Stephan Schweizer: AI-basierte Ansätze welche zum Beispiel das Tippverhalten des Benutzers berücksichtigen, können in der Tat helfen, Betrugsversuche zu erkennen. Diese Ansätze haben aber immer eine gewisse Unschärfe: Die Algorithmen liefern typischerweise einen Score zurück, zum Beispiel: das Tippverhalten passt zu 95 Prozent auf das bekannte Benutzerprofil. Außerdem brauchen die AI-Ansätze eine gewisse Lernphase und es muss sichergestellt werden, dass das System das Richtige lernt: So wäre ein AI-system, welches das Tippverhalten eines Angreifers gelernt hat, nicht im Sinne des Erfinders.

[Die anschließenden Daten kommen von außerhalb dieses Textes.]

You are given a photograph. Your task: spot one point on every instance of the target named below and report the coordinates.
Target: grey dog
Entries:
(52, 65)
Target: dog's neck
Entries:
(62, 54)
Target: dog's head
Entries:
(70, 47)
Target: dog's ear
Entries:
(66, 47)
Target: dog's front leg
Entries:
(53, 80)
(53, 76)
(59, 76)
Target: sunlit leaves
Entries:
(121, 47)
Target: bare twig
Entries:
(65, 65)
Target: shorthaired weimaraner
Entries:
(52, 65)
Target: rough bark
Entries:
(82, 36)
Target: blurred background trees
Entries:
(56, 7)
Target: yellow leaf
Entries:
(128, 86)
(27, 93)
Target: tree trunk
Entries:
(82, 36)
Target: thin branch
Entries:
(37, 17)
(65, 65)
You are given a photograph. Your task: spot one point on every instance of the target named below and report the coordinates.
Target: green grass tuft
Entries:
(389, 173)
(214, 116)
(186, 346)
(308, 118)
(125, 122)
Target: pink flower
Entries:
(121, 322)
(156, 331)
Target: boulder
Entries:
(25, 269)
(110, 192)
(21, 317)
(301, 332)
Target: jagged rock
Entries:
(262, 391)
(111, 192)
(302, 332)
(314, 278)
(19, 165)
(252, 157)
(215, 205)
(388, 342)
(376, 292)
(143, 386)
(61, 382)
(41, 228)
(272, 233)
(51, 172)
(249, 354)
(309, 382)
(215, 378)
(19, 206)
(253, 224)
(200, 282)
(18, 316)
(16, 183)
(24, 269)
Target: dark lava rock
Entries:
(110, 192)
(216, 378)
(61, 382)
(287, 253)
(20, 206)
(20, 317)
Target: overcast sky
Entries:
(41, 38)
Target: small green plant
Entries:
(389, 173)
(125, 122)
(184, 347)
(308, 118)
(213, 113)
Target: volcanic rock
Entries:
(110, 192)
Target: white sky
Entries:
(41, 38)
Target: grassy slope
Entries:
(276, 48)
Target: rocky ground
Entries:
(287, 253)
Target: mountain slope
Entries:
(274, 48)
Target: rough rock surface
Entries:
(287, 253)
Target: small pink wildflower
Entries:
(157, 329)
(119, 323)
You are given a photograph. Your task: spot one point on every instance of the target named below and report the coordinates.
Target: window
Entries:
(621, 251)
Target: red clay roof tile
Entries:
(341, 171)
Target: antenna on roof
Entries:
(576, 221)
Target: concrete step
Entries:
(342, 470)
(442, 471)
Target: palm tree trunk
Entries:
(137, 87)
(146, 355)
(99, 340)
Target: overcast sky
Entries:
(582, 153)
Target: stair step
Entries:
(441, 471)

Wir empfehlen daher, AI-Ansätze nur begleitend und nachgelagert zu einer FIDO-basierten Authentisierung einzusetzen. So können AI-basierte Ansätze wertvolle Dienste leisten, um anders geartete Attacken wie etwa Session-Hijacking zu erkennen. In solchen Fällen muss das System in Echtzeit und anhand von definierten Schwellenwerten entscheiden können. Wenn zwischen Erkennung und Reaktion des Systems zu viel Zeit (mehr als 5 Sekunden) verstreicht, ist es in der Regel schon zu spät.
it security: Herr Schweizer, wir danken für das Gespräch.